Some relatively good news for the UK economy today. The latest ONS figures show that the economy grew by 0.4% in the second quarter of 2018, up from 0.2% in the first three months of the year.

This was better than the Eurozone and France, who managed 0.3% and 0.2% respectively, to the delight of some Brexiteers. The People’s Vote campaign (continuity Remain) haven’t made too much of the latest figures.

But the reality is that the recent uptick in growth has little to do with Brexit. The warm weather helped boost both construction and consumption, while the service sector also drove growth, expanding by 0.5%.

However, the figures for the industrial sector make for grim reading. The sector shrank by 0.8%, with the manufacturing base contracting for the second consecutive quarter, this time by a staggering 0.9%, the largest quarterly fall since 2012. Worryingly, this means that manufacturing is now in technical recession.

What’s more, the weaker pound since Brexit has failed to rectify Britain’s trade deficit, which increased further in the last quarter. The UK exported fewer cars and planes, whilst demand for imports grew.

This is troubling for consumers, since the cost of imports is on the up as the value of the pound continues to slide in response to the prospect of a “no deal Brexit”. This morning, Sterling fell to its lowest level against the US dollar in 13 months.

Looking at the bigger picture, quarterly growth of 0.4% offers little excitement. The longer-term trend since 2014 is of a slowing economy. Furthermore, compared to the rate of growth we became accustomed to in the decades preceding the financial crisis, this latest figure is relatively disappointing.
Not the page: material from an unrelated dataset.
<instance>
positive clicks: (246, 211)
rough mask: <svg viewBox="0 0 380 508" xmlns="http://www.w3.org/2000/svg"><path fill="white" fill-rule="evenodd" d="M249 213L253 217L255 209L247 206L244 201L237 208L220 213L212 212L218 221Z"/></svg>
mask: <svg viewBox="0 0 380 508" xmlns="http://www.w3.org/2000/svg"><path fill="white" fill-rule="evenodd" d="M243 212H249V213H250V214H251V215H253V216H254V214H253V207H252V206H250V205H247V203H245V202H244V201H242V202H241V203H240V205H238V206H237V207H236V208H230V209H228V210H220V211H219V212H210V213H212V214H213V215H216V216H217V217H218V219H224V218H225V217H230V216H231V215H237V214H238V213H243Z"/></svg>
As the ONS states, “underlying growth remained modest by historical standards”. When compared internationally, the UK is still trailing behind several other OECD countries, including America.

Unsurprisingly, the Chancellor Philip Hammond welcomed today’s news, tweeting:

“The economy has grown every year since 2010. Unemployment is at its lowest since the 1970s and our national debt is starting to fall. We are building a stronger economy for everyone.”

Suren Thiru, head of economics at the British Chambers of Commerce, offered a soberer analysis, stating that this quarter’s improvement “does little to alter the UK’s lacklustre growth trajectory.”

The reality is that while growth is up after a miserable winter, there is still plenty of work to be done to boost investment, exports and manufacturing. To add to the challenge, this will have to be achieved against the backdrop of continuing uncertainty over Brexit.